GBP/EUR 1.2033 (0.8310)
Yesterday was mixed on the risk front with European equities rallying higher for the second consecutive day, but in the US stocks struggled to advance despite a strong headline durable good reading and finished the day in the red. The USD struggled and finished the day slightly lower against a basket of major currencies. The tone remained uncertain overnight with Asian markets ebbing between gains and losses with the NZD and AUD outperforming on the currency front while the Eur has continued to look vulnerable.
The ECB’s recent concerted effort to talk down the EUR is having the desired effect. The move has been difficult to miss and the ECB have been masters of verbal intervention since Draghi took over, however there has been a lack of follow through in EUR selling and it may be the case that this time the ECB will actually have to act on their threats.
Draghi and other ECB members have been vocal linking the weak inflation environment with an overly strong single currency but in a global environment where yields remain so low, much of Europe and its debt still offers attractive yields for investors. This is evident in record or multi year lows from Spanish, Italian and Greek yields. Continued negative rhetoric on the EUR will eventually have the desired effect, or the ECB will be forced to act, but for now the single currency is hanging on by its fingernails.
GBP has had a firm couple of days, advancing against the USD and EUR for three consecutive days, since the marginally stronger core inflation. That being said the move has been slow and steady but lacks real drive or conviction to suggest the pound will be going back to recent multi year highs. The pound’s strength continues to be derived from rate hike expectations and the longer the BOE imply spare capacity remains in the economy the further rate hike expectations will be pushed back, should this occur we’d expected GBP bears to begin selling.
February retail sales from the UK headline the European economic calendar with the year on year figure expected to show a 2.9% rise, the slowest pace in 3 months, down from 4.8% in January, this may lead to some reactionary GBP selling but is unlikely to have much effect on real market interest rates.
The USD has had a mixed few days, while struggling to advance further on last week’s gains we have seen some retracement but overall the USD has been relatively neutral over the last three days.
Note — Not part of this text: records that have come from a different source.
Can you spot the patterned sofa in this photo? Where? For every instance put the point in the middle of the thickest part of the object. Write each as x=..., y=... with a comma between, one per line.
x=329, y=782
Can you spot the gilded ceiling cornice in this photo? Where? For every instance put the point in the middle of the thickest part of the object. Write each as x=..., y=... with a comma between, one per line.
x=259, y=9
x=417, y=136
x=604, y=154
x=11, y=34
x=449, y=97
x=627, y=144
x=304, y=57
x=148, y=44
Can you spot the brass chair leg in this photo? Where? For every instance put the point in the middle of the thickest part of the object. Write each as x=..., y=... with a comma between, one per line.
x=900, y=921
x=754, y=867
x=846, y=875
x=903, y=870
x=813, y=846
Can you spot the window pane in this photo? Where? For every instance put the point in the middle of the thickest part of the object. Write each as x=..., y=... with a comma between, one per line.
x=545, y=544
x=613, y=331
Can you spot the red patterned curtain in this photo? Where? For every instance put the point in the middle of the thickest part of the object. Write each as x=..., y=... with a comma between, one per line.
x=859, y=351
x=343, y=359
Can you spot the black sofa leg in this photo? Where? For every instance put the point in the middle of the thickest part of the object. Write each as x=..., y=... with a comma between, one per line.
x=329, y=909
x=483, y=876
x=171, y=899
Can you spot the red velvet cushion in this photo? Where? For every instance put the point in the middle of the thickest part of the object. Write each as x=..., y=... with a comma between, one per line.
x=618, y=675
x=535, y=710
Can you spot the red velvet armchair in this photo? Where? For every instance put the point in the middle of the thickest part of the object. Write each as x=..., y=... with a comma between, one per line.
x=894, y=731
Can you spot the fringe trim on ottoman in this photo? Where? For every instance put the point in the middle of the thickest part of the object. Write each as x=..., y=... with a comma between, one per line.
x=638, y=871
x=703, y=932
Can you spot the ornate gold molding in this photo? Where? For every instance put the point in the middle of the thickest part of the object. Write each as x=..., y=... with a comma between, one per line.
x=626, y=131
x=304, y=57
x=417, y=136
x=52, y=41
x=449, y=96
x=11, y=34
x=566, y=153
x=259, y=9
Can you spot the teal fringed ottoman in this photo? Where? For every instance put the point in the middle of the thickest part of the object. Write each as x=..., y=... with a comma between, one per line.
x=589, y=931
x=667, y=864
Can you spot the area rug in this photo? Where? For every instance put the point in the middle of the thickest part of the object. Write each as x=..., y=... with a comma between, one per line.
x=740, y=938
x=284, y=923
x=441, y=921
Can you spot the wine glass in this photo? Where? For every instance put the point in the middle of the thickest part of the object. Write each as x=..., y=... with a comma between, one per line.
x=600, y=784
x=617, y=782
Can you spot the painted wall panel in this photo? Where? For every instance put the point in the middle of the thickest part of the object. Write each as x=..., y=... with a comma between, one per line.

Despite the selloff in US equities yesterday the greenback benefited little. US Durable Goods beat expectation posting growth of 2.2% vs .8% expected which should have seen the USD rally but the underlying data was less positive.
The afternoon session brings us US Q4 GDP figures, this will be the third update on the figures and expectations would suggest the market is looking for an upgrade to 2.7% from 2.4% annualised. We also have consumption and jobless claims data on tap, all have the ability to drive taper expectations but the GDP figure will be the primary focus. The USD is firmer so far this morning.